A beautiful speech contest
By Casey Lartigue, Jr.
Tell your stories. That was the advice I gave in 2003 when I was in the midst of an intense campaign to create a school voucher program for low-income children in Washington, D.C.
I had been influenced from a young age by abolitionist Wendell Phillips recounting the Aesop fable “The Man and the Lion” (in a letter in the 1845 book by fugitive American slave Frederick Douglass.) In the fable, the lion complained that lions would be accurately represented “when the lions write history.” The lion says that instead of the statue of Hercules tearing apart a lion, “If a lion had made it, the man would be under a lion’s paw.”
As I spoke to D.C. Parents for School Choice on September 19, 2003 (I was the replacement speaker for Democratic D.C. Mayor Anthony Williams) and the following day gave the keynote address to the annual public meeting of the Frederick Douglass Memorial and Historical Association, I made the point: “Tell your story.” As I said then: “Just think about the questions that people ask: ‘Will the school system lose money?’ ‘Will the schools be drained?’ ‘Are we giving up on public education?'” The focus too often is on the system, the teachers’ union, the staff, not the children.
My focus is now on North Korean human rights, but the point remains the same.

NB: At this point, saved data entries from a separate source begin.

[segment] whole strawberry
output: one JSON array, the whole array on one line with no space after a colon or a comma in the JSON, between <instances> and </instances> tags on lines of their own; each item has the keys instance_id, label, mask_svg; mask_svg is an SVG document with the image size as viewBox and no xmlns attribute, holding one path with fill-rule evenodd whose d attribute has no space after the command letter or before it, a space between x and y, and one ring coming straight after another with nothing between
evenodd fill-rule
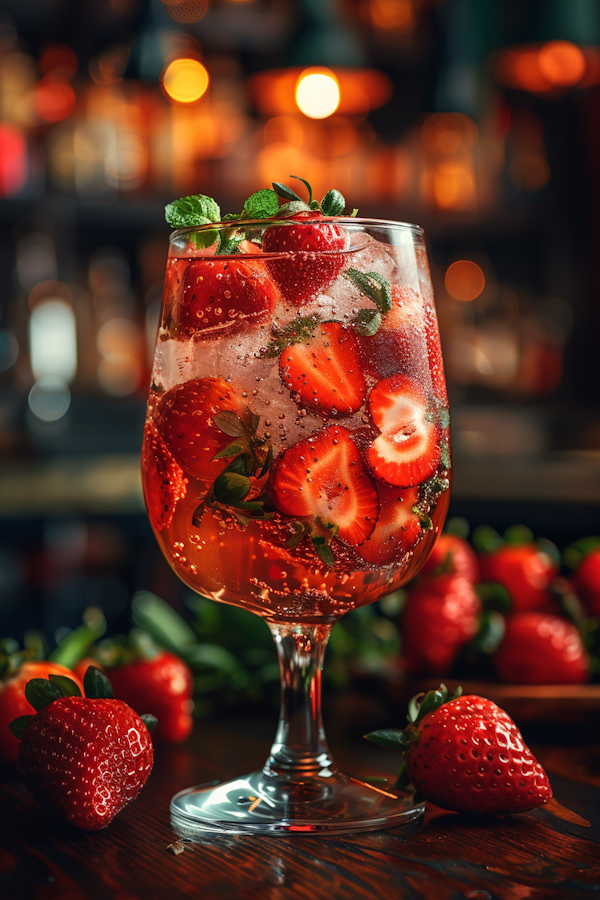
<instances>
[{"instance_id":1,"label":"whole strawberry","mask_svg":"<svg viewBox=\"0 0 600 900\"><path fill-rule=\"evenodd\" d=\"M470 581L440 575L408 593L401 620L404 656L413 673L447 675L477 634L481 600Z\"/></svg>"},{"instance_id":2,"label":"whole strawberry","mask_svg":"<svg viewBox=\"0 0 600 900\"><path fill-rule=\"evenodd\" d=\"M423 579L446 573L461 575L471 584L479 581L479 563L475 551L465 538L450 532L440 534L419 575Z\"/></svg>"},{"instance_id":3,"label":"whole strawberry","mask_svg":"<svg viewBox=\"0 0 600 900\"><path fill-rule=\"evenodd\" d=\"M400 750L405 766L398 786L412 781L442 809L516 813L552 798L546 772L510 716L484 697L461 696L460 688L450 699L445 685L413 699L404 731L366 737Z\"/></svg>"},{"instance_id":4,"label":"whole strawberry","mask_svg":"<svg viewBox=\"0 0 600 900\"><path fill-rule=\"evenodd\" d=\"M514 612L552 608L550 586L558 566L536 544L502 544L491 553L479 555L479 568L482 581L495 581L506 588Z\"/></svg>"},{"instance_id":5,"label":"whole strawberry","mask_svg":"<svg viewBox=\"0 0 600 900\"><path fill-rule=\"evenodd\" d=\"M187 665L174 653L160 650L153 656L138 655L125 665L107 670L115 697L136 710L148 710L157 718L155 741L177 744L193 728L193 679Z\"/></svg>"},{"instance_id":6,"label":"whole strawberry","mask_svg":"<svg viewBox=\"0 0 600 900\"><path fill-rule=\"evenodd\" d=\"M84 686L86 697L70 679L33 679L26 695L38 712L16 719L11 730L21 737L19 769L34 799L94 831L138 795L154 751L146 723L110 699L110 683L98 669L88 669Z\"/></svg>"},{"instance_id":7,"label":"whole strawberry","mask_svg":"<svg viewBox=\"0 0 600 900\"><path fill-rule=\"evenodd\" d=\"M587 612L600 616L600 544L580 558L571 582Z\"/></svg>"},{"instance_id":8,"label":"whole strawberry","mask_svg":"<svg viewBox=\"0 0 600 900\"><path fill-rule=\"evenodd\" d=\"M308 203L287 185L273 185L275 192L289 201L279 211L280 216L289 216L289 224L269 226L262 242L263 252L272 254L266 261L271 277L283 299L293 306L310 302L329 287L344 266L343 254L335 251L346 249L344 230L335 220L328 221L346 205L340 192L329 191L318 203L308 182L299 181L308 190Z\"/></svg>"},{"instance_id":9,"label":"whole strawberry","mask_svg":"<svg viewBox=\"0 0 600 900\"><path fill-rule=\"evenodd\" d=\"M509 684L582 684L590 679L590 659L577 628L545 613L515 613L493 658L496 673Z\"/></svg>"}]
</instances>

Those seeking change need to tell their stories. The North Korean regime has its books, music, poetry, propaganda, and brainwashing enforced by prison camps and shoot-to-kill border guards.
Up to the late 1990s, the testimonies of North Korean refugees were dismissed as being told by the “selfish” elite that had left families behind. Hwang Jang-yop the architect of Juche who escaped from North Korea in 1997 shortly before his 74th birthday was accused of seeking publicity for himself and had his motives questioned. As more North Koreans began to flee after the 1990s famines, it was more difficult to dismiss the number of similar narratives being told by non-celebrity refugees.
These stories need to be told. On Feb, 28, I was the host of an English speech contest featuring seven North Korean refugees participating in the Teach North Korean Refugees (TNKR) project that I co-founded two years ago with South Korean researcher Lee Eun-koo. The contestants prepared with native and fluent English speakers they met through TNKR, answering the question: “How can you help North Koreans?”
There were three striking things about their inspiring speeches. One, the refugees did not propose the kind of large-scale “save the world” proposals that fascinate experts and reporters. They highlighted practical things that can be done ― and expressed deep appreciation for our project allowing them to improve their English and to speak out.Andrew Lee, the winner of the contest, mentioned that people can help simply by being friends with refugees, that “understanding hearts are what we need.” That, he said, can be “taking the first step toward unification here in South Korea.”
Two, there were not any overly dramatic stories. Some were speaking publicly for the first time, so inexperience, the time limit (10 minutes each), speaking before an audience of strangers and fellow refugees ― in their second or third languages ― may be reasons. I hope they will not be pushed to exaggerate their stories or to reveal too much about themselves because of reporters seeking “man bites dog” headlines. To the typical reporter, there is no such thing as a bad question ― the burden is on the interviewee to give clear answers and draw boundaries on questions that violate their privacy or family security.
In contrast to reporters and experts who dismiss refugee stories as “nothing new,” the audience at our speech contest seemed to appreciate the refugees for what they are: real-life examples of brave people who successfully escaped from totalitarianism to freedom.
Three, we had the usual absence of North Korean males. Almost 80 percent of refugees arriving in South Korea are females, and our project reflects that. Two of the 10 refugees who applied for the contest are male, including the winner.
As I listened to the speeches, I thought back to Wendell Phillips, the abolitionist, writing that he was “glad the time has come when the lions write history.” This year, at least five North Korean refugees will publish books in English (including two former participants in TNKR and another who helped inspire the project).
In her speech, third-place finisher Cherie Yang, a newcomer to TNKR, mentioned that she was delighted to be speaking along with other refugees. Instead of viewing each other with suspicion as they would have in speaking publicly in North Korea, freedom allowed them to speak their minds and learn from each other. The lions are writing history, telling their stories, listening to, and learning from each other.